I was too young to really engage with this image. I was only sixteen years old and I wasn’t raised in a particularly political home. I did know, however, that we were Democrats and that in my community, the Easter bunny was more believable than a black Republican. I had heard of the possibility of a potential black president but only within the realms of comedy, such as Eddie Murphy’s Delirious, Dave Chappelle’s “Black Bush” skit on his Comedy Central show, and Richard Pryor’s “Black President” skit on his show back in 1977. It seemed like only through black comedy could I, and many others, consume the idea of a black president. Perhaps this was the only space where we could delight ourselves with the idea, through laughter, because if we seriously considered it, we would have worried that he would be assassinated as soon as he was sworn into office. But when you, Barack, and your daughters, Malia and Sasha, walked across the stage after it became official that he would become president, I went into my mother’s bedroom where my stepfather, Z, was peacefully lying on his side of the bed. He smiled at me, but we did not say a word to each other because something in our cores was shifting and we needed time to ourselves in the midst of being close to each other. I will be honest and say that I do not remember President Obama’s full speech, but what I can vividly recount is the single tear that fell down my left cheek.
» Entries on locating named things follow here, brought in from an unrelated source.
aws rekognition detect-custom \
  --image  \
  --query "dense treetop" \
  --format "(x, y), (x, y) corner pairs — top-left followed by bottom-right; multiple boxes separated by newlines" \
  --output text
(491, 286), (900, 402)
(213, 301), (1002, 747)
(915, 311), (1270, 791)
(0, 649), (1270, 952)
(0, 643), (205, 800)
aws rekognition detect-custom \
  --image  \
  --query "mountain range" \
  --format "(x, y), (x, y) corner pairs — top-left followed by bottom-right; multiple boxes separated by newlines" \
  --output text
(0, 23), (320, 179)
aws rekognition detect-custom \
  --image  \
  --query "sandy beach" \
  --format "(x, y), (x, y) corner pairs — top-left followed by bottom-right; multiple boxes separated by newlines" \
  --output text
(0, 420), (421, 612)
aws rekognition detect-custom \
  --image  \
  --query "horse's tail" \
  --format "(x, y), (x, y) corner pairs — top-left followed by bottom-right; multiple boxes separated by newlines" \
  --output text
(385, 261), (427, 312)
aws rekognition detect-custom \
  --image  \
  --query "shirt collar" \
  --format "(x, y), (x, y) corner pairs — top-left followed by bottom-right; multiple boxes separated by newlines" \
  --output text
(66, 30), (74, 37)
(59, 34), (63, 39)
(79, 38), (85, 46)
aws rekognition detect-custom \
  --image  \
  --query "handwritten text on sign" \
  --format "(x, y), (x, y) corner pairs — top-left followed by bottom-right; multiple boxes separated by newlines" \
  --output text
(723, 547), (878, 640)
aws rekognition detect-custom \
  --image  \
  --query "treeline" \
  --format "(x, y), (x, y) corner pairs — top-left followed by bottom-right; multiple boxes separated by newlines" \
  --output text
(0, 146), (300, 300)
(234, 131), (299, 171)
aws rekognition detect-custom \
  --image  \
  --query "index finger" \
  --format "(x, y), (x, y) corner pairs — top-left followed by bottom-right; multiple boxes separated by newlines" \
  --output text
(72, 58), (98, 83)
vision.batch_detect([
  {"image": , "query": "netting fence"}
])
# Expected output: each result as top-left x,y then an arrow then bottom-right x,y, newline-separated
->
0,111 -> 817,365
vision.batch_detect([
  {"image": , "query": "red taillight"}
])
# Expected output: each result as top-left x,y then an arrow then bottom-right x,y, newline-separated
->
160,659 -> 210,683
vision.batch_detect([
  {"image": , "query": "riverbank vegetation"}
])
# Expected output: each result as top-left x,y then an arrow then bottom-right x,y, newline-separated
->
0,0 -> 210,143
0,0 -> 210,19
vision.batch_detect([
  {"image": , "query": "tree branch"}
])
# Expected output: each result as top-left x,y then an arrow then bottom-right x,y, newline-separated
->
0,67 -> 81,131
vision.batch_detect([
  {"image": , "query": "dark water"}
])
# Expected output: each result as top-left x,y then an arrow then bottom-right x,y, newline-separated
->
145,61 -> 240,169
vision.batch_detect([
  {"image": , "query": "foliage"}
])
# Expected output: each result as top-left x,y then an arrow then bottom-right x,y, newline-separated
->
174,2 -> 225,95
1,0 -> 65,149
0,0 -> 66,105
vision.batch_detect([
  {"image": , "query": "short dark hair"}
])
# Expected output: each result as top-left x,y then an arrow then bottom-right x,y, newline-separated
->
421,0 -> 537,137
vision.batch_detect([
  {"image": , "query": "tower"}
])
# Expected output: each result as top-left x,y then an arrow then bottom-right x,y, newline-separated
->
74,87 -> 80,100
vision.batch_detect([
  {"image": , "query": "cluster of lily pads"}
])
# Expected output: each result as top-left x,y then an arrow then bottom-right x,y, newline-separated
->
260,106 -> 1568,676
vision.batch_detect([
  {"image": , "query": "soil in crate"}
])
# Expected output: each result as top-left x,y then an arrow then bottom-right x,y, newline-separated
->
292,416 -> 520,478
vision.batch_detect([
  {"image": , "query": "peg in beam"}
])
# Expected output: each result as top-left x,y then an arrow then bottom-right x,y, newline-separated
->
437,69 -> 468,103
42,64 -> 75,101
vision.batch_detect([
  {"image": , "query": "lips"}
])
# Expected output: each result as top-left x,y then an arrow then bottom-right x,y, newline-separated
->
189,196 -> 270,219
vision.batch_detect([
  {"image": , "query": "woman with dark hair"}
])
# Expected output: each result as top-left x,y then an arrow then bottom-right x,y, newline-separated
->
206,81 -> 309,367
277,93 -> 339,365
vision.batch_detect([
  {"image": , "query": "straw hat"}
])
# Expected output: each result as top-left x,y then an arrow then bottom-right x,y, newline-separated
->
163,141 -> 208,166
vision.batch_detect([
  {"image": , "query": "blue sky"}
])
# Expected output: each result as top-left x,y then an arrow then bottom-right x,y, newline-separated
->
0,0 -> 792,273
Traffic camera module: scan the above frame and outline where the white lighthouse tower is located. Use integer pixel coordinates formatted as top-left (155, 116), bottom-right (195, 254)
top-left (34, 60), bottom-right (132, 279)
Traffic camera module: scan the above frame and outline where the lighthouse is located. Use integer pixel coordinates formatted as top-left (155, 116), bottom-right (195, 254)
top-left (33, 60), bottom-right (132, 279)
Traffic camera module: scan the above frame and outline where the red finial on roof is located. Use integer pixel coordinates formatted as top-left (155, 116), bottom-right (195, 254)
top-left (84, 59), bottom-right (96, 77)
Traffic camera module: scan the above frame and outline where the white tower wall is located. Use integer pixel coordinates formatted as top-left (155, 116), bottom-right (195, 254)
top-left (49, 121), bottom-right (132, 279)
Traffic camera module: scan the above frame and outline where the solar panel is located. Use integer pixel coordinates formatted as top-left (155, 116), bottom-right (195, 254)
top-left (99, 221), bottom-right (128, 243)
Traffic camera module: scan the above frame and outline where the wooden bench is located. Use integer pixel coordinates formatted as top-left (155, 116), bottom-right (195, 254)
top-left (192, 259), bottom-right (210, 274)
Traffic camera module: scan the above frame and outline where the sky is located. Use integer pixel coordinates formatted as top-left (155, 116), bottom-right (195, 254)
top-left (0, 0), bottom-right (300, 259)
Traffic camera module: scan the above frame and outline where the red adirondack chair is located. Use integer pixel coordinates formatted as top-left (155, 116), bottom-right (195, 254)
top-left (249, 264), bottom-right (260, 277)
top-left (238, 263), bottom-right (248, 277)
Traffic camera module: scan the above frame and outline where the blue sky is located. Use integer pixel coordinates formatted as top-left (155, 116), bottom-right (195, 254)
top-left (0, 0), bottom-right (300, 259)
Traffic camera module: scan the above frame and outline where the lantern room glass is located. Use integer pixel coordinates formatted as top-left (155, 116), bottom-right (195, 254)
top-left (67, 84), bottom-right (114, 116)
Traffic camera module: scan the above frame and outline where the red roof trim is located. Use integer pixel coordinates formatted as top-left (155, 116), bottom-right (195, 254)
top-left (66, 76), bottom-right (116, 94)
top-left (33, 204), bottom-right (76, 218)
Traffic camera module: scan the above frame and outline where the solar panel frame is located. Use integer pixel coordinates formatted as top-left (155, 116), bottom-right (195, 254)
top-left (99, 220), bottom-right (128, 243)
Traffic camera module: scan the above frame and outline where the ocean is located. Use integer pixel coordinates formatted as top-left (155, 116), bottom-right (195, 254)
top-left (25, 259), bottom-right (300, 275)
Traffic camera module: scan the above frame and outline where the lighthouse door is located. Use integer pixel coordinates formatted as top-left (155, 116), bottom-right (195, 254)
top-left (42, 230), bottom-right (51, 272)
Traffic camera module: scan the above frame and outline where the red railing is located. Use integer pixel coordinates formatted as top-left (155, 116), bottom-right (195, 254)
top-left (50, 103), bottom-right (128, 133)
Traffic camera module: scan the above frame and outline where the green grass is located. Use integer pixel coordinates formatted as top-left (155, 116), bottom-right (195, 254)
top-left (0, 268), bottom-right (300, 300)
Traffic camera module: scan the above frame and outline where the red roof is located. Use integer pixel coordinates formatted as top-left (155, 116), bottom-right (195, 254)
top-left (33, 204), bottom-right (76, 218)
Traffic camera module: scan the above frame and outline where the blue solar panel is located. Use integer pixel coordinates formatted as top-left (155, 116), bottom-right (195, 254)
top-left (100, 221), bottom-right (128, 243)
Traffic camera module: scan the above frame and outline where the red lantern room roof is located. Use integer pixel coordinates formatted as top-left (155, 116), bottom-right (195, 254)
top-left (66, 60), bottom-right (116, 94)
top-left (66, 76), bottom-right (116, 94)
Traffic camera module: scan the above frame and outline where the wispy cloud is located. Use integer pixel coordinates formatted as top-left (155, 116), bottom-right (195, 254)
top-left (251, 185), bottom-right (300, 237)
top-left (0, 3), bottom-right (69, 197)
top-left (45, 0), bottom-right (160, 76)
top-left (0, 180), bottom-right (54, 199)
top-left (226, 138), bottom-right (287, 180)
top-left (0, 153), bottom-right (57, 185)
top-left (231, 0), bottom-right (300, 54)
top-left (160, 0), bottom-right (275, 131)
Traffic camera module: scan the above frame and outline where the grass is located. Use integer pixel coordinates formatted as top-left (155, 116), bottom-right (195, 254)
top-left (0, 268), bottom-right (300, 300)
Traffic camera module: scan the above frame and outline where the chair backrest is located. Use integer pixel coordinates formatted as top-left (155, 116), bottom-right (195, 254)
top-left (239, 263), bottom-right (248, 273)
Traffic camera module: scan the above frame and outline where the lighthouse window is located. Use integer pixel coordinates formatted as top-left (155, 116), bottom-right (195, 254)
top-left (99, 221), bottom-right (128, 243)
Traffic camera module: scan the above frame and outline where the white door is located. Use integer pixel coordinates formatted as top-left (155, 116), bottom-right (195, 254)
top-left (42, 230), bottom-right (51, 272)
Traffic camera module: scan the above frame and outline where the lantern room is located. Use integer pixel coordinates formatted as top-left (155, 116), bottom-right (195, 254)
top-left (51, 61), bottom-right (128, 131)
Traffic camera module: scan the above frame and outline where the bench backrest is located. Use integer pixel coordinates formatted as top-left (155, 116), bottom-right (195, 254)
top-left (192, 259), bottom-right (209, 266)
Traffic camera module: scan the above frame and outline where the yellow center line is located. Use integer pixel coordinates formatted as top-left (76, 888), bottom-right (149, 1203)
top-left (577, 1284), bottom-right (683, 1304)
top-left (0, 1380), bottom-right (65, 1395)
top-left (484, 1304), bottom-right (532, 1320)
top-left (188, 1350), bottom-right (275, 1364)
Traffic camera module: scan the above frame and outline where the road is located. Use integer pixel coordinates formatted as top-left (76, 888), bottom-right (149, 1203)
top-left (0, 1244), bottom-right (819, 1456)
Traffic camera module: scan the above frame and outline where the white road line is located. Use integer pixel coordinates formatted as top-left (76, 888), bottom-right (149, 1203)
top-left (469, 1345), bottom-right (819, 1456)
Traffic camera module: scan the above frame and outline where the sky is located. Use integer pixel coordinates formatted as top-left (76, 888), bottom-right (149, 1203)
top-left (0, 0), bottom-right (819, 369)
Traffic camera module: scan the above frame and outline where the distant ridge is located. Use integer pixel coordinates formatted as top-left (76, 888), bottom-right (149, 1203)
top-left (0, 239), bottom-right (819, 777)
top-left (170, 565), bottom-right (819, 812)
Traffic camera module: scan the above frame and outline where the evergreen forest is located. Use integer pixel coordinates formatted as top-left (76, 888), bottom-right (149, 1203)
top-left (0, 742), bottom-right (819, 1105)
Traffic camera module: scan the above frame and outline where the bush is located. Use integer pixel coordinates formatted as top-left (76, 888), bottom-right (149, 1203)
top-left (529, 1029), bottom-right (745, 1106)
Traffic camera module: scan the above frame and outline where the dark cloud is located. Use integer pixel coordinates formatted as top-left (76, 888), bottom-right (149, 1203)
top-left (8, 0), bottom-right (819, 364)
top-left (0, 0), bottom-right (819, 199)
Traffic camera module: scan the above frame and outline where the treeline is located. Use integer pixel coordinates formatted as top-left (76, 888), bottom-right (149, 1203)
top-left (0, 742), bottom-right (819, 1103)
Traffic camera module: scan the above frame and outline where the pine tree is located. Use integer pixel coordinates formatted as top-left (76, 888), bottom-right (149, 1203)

It was the first time I had cried from someone’s oration, but it was more than that. I had an actual image of black ascendancy. It was not a two-dimensional portrait, a subject of a comedy skit, or an idea casually thrown around among ourselves, but a physical reality. But I did not dream of becoming president like Barack. You were the one who enraptured me. Barack’s voice was merely the background noise to the relationship that I, and millions of black women around the world, would have with you.